When the extent of the arrests at Club 902 was reported, the chief's office attempted to cover its tracks by lying. Referring to the file that contained the 127 arrest reports from the previous year, the chief's spokesman attempted to give the impression that the paperwork has been scattered throughout the department and only recently assembled by hand.
I would imagine that because of all the interest in that location, and because of the liquor-control interest...there's been a lot of hand-searching done to put that together," said Ortega's spokesman, Sergeant Andy Anderson.
In reality, the department's records bureau maintained a comprehensive file on Club 902, as it does on all bars. The problem wasn't clerical. The problem was that the police brass refused to turn over the records to the liquor control board.
On February 7, 1990, I reported that state liquor chief Hugh Ennis had read enough. He announced that he was moving to close Club 902.
The very next day, Ortega and Romley's agent, Joseph Stedino, asked Bartlett if he knew Mike Lacey.
As I look over what I have just written, I cannot escape a feeling of self-conscious awkwardness. I do not wish to portray myself as a victim. I think what Ortega and Romley attempted to do with me is pretty obvious. But I certainly don't want AzScam, even for a moment, to be looked at in terms of what might have happened to one journalist.
Eighteen people were indicted in AzScam, careers were ruined, lives were shattered.
All too easily, politicians took dirty money.
Whatever little faith people had in government prior to AzScam was shredded.
So there is more at play here than the clumsy attempt of a police chief and a prosecutor to go after a journalist.
The point is this: If Ortega and Romley would stoop to such behavior in the wake of negative publicity, what lengths would they go to in order to reap the sort of public relations bonanza associated with a shot heard round the world?"

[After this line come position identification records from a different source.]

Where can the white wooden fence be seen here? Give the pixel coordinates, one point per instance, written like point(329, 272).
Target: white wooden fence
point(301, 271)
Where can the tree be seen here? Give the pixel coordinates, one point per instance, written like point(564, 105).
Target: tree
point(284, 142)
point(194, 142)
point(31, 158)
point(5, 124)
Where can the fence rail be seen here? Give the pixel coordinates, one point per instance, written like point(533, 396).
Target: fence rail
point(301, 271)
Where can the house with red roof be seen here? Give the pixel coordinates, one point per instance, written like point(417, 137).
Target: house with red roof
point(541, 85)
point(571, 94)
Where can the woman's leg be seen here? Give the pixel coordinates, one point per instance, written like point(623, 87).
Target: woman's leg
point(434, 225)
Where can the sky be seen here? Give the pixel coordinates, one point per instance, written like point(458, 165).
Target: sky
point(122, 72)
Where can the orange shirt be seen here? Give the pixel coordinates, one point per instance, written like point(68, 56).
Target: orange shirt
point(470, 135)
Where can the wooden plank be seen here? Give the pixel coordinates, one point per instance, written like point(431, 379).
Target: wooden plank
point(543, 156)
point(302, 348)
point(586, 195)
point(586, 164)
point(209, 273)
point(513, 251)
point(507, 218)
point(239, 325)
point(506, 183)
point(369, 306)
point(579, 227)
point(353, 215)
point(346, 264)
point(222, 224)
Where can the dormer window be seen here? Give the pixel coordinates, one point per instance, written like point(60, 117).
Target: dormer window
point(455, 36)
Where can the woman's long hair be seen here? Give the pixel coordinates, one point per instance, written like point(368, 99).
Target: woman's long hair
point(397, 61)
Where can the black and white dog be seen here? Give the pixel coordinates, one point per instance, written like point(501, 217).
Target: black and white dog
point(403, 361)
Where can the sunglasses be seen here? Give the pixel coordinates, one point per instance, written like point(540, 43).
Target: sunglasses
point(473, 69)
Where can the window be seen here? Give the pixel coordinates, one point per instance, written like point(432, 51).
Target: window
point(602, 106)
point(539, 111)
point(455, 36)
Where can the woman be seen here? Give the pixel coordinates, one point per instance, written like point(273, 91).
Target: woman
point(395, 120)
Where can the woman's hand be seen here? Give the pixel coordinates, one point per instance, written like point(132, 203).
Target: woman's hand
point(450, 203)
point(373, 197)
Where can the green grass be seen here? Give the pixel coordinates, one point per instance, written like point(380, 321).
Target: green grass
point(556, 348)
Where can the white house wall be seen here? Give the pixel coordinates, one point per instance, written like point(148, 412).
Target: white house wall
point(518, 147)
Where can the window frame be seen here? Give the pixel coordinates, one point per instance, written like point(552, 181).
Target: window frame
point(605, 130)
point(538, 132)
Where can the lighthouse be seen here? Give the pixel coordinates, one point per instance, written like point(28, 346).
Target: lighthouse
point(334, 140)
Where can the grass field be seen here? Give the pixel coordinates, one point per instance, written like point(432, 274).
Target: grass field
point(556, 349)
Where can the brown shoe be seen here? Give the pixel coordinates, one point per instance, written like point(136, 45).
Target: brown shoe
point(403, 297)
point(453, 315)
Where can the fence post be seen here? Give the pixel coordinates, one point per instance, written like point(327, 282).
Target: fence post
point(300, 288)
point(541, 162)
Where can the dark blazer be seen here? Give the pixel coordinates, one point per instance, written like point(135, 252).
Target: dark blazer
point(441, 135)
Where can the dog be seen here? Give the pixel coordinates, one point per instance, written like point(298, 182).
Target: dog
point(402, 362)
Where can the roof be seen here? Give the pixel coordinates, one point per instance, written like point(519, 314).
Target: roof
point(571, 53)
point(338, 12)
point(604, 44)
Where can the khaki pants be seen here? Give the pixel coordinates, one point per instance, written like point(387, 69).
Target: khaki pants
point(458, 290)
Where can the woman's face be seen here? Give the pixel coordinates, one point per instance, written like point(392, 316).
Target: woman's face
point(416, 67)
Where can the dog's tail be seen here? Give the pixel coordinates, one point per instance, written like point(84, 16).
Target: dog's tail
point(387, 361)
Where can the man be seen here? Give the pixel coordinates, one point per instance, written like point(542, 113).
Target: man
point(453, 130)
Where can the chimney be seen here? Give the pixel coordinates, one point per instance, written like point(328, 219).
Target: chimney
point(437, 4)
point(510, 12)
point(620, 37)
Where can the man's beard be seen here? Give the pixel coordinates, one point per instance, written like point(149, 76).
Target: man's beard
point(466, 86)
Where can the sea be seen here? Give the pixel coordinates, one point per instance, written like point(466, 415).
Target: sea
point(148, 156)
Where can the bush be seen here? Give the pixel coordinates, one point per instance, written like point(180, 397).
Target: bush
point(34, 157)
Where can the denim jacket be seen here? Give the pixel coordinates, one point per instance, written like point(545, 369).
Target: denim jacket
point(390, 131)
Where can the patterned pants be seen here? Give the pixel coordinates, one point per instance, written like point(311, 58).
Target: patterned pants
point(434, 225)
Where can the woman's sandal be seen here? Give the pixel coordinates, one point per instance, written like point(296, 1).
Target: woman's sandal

If the legislators were easily corrupted, law enforcment was also relentless.
Two months after Bartlett went on the payroll, Stedino fired him. Bartlett was all big hat, no cattle." Despite his puffing about his connections with politicians on the take, Bartlett had not been able to put Stedino together with any legislators, let alone corrupt ones. Did Ortega and Romley drop their sting?
They did not. Ortega and Romley had a million-dollar budget with which to seduce officials. Eventually they figured they'd get someone to bite.
Yes, seven politicians took the money. They disgraced themselves.
But I'm of a mixed mind about how much corruption there ever was.
In another recent sting, the federal government spent two and a half years trying to convince a farmer in Nebraska to purchase child pornography.
Two and a half years.
Nine days ago the U.S. Supreme Court ruled the government's successful effort to induce criminal behavior in the law-abiding farmer was excessive.
Like the gentleman from Nebraska, the legislators had been law-abiding.
Ortega and Romley have not been able to show that prior to AzScam a single legislator took a single dirty dollar from a single lobbyist. Ever.
This week jury selection continues for former state senator Carolyn Walker, the only politician who demanded a trial.
There is no excusing her greed, so coarse and palpable as it rolls across the AzScam videotapes that it makes you wince. Still, when law enforcement sets out to make criminals out of citizens, it's not surprising that some people are painfully human in their weakness.
And I cannot help but wonder what would have happened if Gary Bartlett had known me.
With enough money and persistence, people like Ortega and Romley might humiliate of us, even you.